The SRA has authorised a firm that delivers regulated legal services without a single practising solicitor involved in the delivery. That is not a thought experiment. It happened on or around 24 February 2026.

The firm is LawFairy Services Limited. It uses deterministic, rule-based workflows to assess clients' eligibility under UK immigration rules, producing auditable reports and checklists. No generative AI. No lawyers in the loop. Just encoded statute, decision trees, and outputs the client can act on.

The coverage has been enthusiastic. Some of it reads like a press release with a byline. I have not tested LawFairy's product, and nothing here should be read as an endorsement of their specific claims. Their website seems to be still in construction. What matters is the regulatory precedent, because that belongs to everyone in the profession, not just one company's marketing team.


What the SRA Has Actually Authorised

LawFairy is the second technology-only firm to receive SRA authorisation, following Garfield, which was approved in May 2025. Both operate as Alternative Business Structures under the Legal Services Act 2007, and both separate the regulated legal entity from the underlying technology developer.

That structural separation is deliberate and significant. The regulated entity carries the SRA obligations. The tech company builds and maintains the engine. Responsibility sits with the authorised body, not the software vendor. That is the same model a traditional firm uses when it outsources IT, except here the IT is doing the legal work.

The SRA's authorisation signals that the Standards and Regulations 2019 can accommodate non-lawyer delivery, provided outcomes under paragraphs 1.1 to 1.4 are met and the work is genuinely deterministic. Immigration eligibility is a sensible starting point. Visa rules are dense, largely binary, and change by statute. If you meet the criteria, you qualify. If you do not, you do not. There is limited room for professional judgement in the assessment itself, though there is plenty of room for it in deciding what to do with that assessment.

That distinction matters enormously.


Deterministic Systems Are Not Magic, and They Are Not Neutral

A deterministic legal engine encodes statute into a decision tree. Every input maps to a defined output. The system cannot hallucinate, because it does not generate text from probabilistic models. It executes pre-written logic. That makes it auditable and consistent in a way that generative AI currently is not.

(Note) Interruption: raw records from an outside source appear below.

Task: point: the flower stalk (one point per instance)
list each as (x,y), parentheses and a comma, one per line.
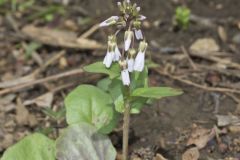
(130,59)
(126,123)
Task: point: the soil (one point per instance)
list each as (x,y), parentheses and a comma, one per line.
(165,126)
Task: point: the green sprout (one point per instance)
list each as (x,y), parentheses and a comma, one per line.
(92,112)
(182,17)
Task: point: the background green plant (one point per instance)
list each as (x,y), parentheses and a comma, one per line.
(182,17)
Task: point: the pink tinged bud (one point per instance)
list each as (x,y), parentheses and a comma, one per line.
(139,62)
(138,9)
(117,55)
(108,59)
(141,17)
(130,64)
(125,77)
(128,39)
(110,21)
(140,58)
(138,34)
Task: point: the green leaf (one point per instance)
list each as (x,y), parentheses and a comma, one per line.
(156,92)
(104,84)
(82,141)
(139,79)
(56,115)
(32,147)
(99,67)
(137,104)
(90,104)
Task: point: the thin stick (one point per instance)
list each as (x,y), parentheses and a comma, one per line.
(188,57)
(43,80)
(90,31)
(126,121)
(212,89)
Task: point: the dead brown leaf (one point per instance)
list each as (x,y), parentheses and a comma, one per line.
(200,137)
(226,120)
(159,157)
(60,38)
(191,154)
(44,100)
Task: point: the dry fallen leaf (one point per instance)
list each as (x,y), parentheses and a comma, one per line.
(44,100)
(159,157)
(61,38)
(23,117)
(200,137)
(205,45)
(226,120)
(191,154)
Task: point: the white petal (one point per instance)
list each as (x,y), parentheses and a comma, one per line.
(109,21)
(108,59)
(138,9)
(138,34)
(117,55)
(127,44)
(139,62)
(125,77)
(130,64)
(141,18)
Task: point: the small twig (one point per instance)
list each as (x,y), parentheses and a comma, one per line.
(43,80)
(126,121)
(188,57)
(216,59)
(90,31)
(32,76)
(188,82)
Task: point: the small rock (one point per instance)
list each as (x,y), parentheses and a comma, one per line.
(236,38)
(205,45)
(234,129)
(191,154)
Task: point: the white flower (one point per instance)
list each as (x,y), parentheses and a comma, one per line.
(139,62)
(141,17)
(110,21)
(140,58)
(128,39)
(108,59)
(130,64)
(138,34)
(125,77)
(117,54)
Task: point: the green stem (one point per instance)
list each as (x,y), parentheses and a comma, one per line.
(126,121)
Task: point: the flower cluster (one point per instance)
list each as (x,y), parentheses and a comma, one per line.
(130,59)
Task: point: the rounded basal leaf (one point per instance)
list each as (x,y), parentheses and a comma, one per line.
(156,92)
(99,67)
(104,84)
(32,147)
(83,142)
(89,104)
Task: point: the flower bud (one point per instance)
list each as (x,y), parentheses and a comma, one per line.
(110,21)
(128,39)
(141,17)
(124,73)
(140,58)
(138,34)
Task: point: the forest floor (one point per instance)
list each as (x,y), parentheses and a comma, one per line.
(44,45)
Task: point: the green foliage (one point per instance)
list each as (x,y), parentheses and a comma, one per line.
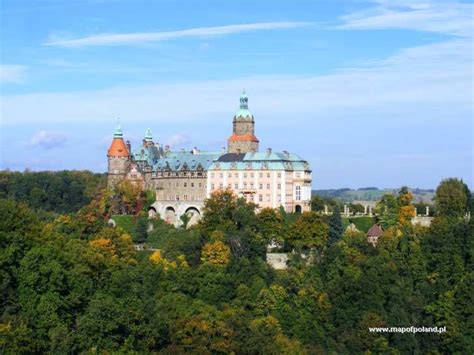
(73,285)
(335,226)
(61,192)
(452,198)
(362,223)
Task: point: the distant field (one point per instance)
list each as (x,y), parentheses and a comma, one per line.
(371,194)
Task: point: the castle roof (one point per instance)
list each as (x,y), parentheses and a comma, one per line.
(244,137)
(265,161)
(244,109)
(176,161)
(118,148)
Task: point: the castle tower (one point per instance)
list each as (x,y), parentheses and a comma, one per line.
(118,157)
(243,138)
(148,140)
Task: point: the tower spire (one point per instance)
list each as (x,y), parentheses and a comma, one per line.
(244,100)
(118,130)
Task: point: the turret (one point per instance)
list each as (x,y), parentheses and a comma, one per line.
(118,157)
(148,139)
(243,138)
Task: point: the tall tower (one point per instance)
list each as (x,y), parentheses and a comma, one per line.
(148,140)
(118,158)
(243,138)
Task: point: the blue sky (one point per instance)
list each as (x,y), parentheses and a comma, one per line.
(371,93)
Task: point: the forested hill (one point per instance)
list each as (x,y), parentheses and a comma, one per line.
(371,194)
(60,192)
(72,284)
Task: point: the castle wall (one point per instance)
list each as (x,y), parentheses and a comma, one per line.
(242,146)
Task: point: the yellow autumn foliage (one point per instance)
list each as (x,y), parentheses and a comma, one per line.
(101,243)
(157,259)
(216,253)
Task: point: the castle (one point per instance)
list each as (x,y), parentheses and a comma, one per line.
(182,180)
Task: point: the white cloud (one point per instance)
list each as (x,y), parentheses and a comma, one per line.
(178,139)
(48,140)
(116,39)
(447,17)
(12,73)
(436,77)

But consistent execution of faulty logic is still faulty. The risk with deterministic systems is not randomness. It is brittleness. Statute changes. Home Office guidance shifts. Edge cases emerge that the original decision tree did not anticipate. Someone has to maintain the logic, test it against new rule-sets, and catch the gap between what Parliament enacted and what the system currently codes for.

That maintenance burden does not disappear because there are no lawyers in the delivery chain. It concentrates at the point of system design and ongoing governance. The SRA's Principles 4 and 7 require firms to act with integrity and in clients' best interests. Those obligations do not evaporate because a machine is doing the work. They fall on the regulated entity's responsible individuals, whoever they are.

Vulnerability is a further pressure point. Immigration clients often present in difficult circumstances: language barriers, time pressure, complex personal histories. A rules engine cannot pick up that a client has misunderstood the question, or that the answer they gave was incomplete. A solicitor can. The access-to-justice case for technology-delivered services is real, but so is the risk of clients receiving an output they cannot interpret and acting on it without understanding its limits.

We do not yet have independent evidence of how LawFairy handles these scenarios in practice. That warrants evaluation before drawing firm conclusions about the model.


What This Means for Conventional Firms

The SRA's 2024 to 2027 strategy explicitly links technology to access to justice. Two authorisations in under a year suggests the regulator is willing to approve further applications where the work is sufficiently rule-dense and the governance structure is sound.

That should prompt firms to ask a harder question than "could we be replaced by this?" The better question is: which parts of our current work are we treating as professional services when they are actually process execution?

Immigration eligibility assessments. Residential conveyancing searches. Basic probate asset schedules. Many law firms charge professional rates for tasks that are, in substance, structured data collection against a fixed rule-set. That is not a criticism. It reflects the regulatory environment that existed until recently. But the environment has changed.

Firms that identify these process-dense areas and automate them internally will protect margin. Firms that continue to staff them with junior fee-earners billing time will find the economics increasingly difficult to defend, whether the competitive pressure comes from technology-only firms or from other law firms that have moved faster.

The billable hour is not abolished by LawFairy's authorisation. But the authorisation makes visible a category of legal work where billing by time was always a proxy for something that could be priced differently.


The Monday Morning Question

If you run a practice, or manage a team, the useful exercise is not to read about LawFairy and conclude it is interesting. It is to map your current matter types and ask which of them are primarily eligibility assessments dressed up as legal advice.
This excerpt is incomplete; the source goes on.